A study conducted by analysts at the University of Technology Sydney (UTS) discovered some insider trading activities associated with cryptocurrency listings on the Coinbase exchange. According to the study, this illegal activity occurred in 10-25% of cryptocurrency exchange listings, and as a “lower bound, insiders earned $1.5 million in trading profits.”
At the beginning of their research, the paper discloses that the analysts sought out the “most active (highest volume) wallets that trade on DEXs each hour” before making a coin listing. The analysts removed the trading volumes linked to the Maximal Extractable Value (MEV) bots.
This gave the researchers access to a pool of potential insider traders, which they cross-referenced with data from addresses that frequently carried out trades before a listing announcement.
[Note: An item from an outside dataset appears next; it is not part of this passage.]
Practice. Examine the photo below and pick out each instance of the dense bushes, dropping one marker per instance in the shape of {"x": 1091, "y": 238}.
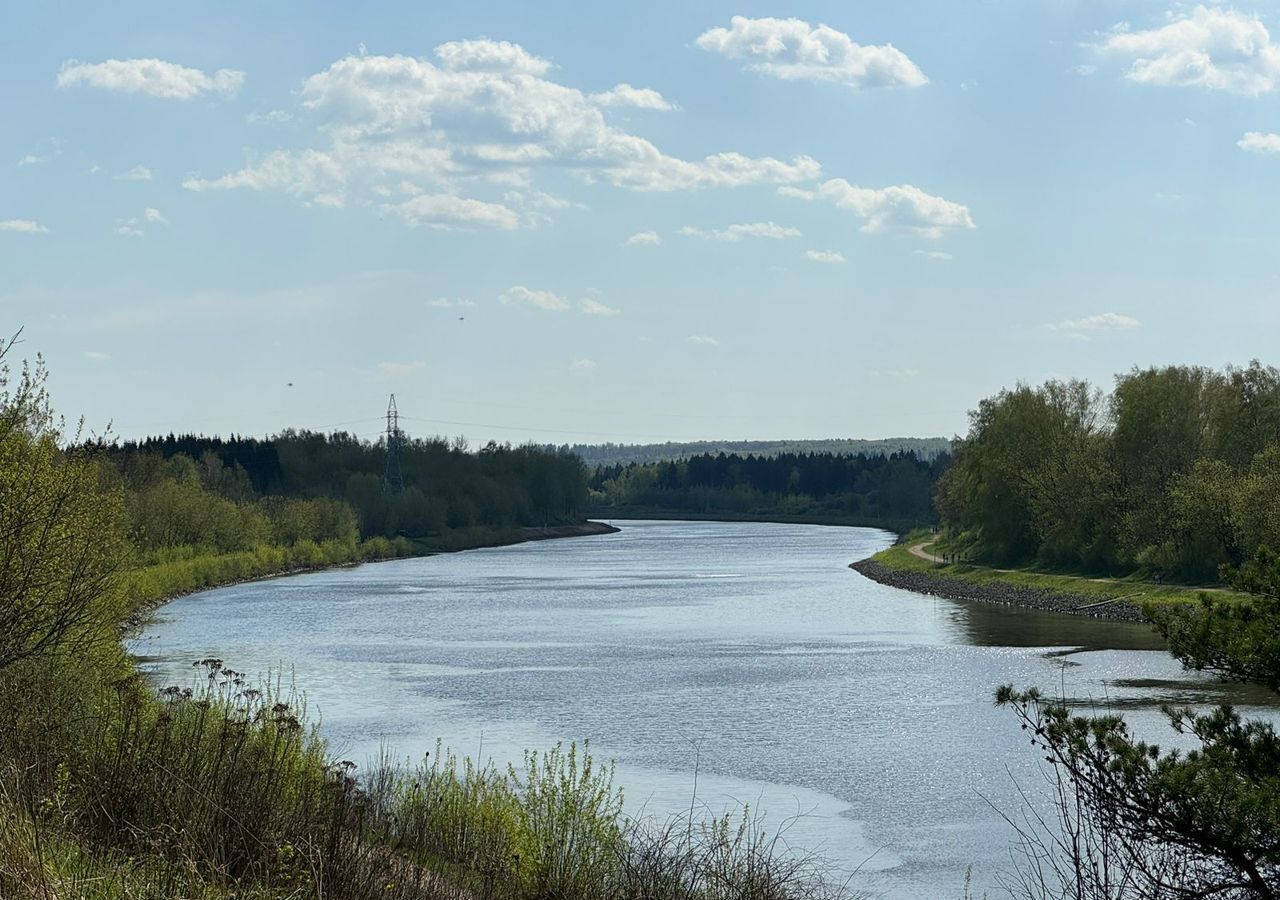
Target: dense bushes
{"x": 892, "y": 490}
{"x": 1174, "y": 474}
Four wallets were singled out, and the study claims that they frequently initiated transactions before coin listings on Coinbase. One of the wallets, according to the study, “Wallet 3 accumulated the coins GTC, MLN, KEEP, and SUKU prior to their listing announcements. Instead of selling on DEXs, the wallet (individual) transferred the tokens to Binance, where they could be sold following the Coinbase listing announcement. ”
The analysts believe their research is validated by the US Securities and Exchange Commission’s recent decision to investigate a former Coinbase employee for insider trading while still employed by the exchange.